The Molkery, or “milk house,” offered fresh, unpasteurized
bovine beverages to the region’s many tuberculosis patients.
And if warm drinks didn’t do the trick, guests could sit on
sun porches constructed directly above the stables and inhale the
supposedly therapeutic fumes wafting upward through specially designed
floor grates. Not surprisingly, the baron’s business plan
failed udderly.
The Molkery’s recent preservation, on the other hand, has
been an unqualified success. A few years ago, the City of Denver
applied for a State Historical Fund grant to restore the aging property.
The building and surrounding grounds have been under municipal care
since 1908, when local citizens pushed the city to buy the former
sanitarium and turn it into a civic building. Immediately after
the purchase, the city opened up the structure’s interior
to accommodate neighborhood meetings, school groups, and church
gatherings. Craftspeople extended the once-odorous verandas, adding
neoclassical columns set on brick pilasters. Most of the original
character-defining features, including rhyolite stone bearing walls,
cupola, and top-floor stickwork trim were left intact. These modifications
served the community well until the 1990s, when deferred maintenance
contributed to the building’s gradual decline into eyesore
status.
Rather than putting the building permanently out to pasture, citizens
passed a neighborhood bond proposal that allowed the city to return
the Molkery to its historic place as a community center. A substantial
portion of the money raised through the bond went toward a cash
match for a State Historical Fund project.
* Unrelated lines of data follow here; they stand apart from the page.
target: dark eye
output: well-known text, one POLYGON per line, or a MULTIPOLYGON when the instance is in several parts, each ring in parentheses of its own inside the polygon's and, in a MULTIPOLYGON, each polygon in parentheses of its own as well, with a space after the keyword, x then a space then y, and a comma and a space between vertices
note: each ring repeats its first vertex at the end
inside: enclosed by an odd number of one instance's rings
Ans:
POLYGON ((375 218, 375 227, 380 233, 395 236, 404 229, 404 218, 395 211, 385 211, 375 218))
After receiving a $177,000
grant, the city reconstructed the missing cupola and three chimneys,
replaced fire-damaged roof framing, rebuilt the veranda’s
grand staircase, and stabilized and re-pointed exterior brick walls
and stonework.
Last fall, the city of Denver’s Parks and Recreation department
received two prestigious awards for their work on the Molkery, including
the Stephen H. Hart Award from the Colorado Historical Society and
the Community Preservation Award from Historic Denver, Inc. Named
after Colorado’s first state historic preservation officer,
Stephen H. Hart Awards recognize outstanding projects and individual
achievements in historic preservation throughout Colorado.
Today, the Molkery—more commonly known as the Montclair Civic
Building—houses Hands on Denver, a parks and recreation department
volunteer program designed specifically for citizen groups, individual,
and corporate service projects. Local groups can book space for
parties or meetings, and individuals are free to stroll the restored
verandas. But dairy cows are strictly prohibited.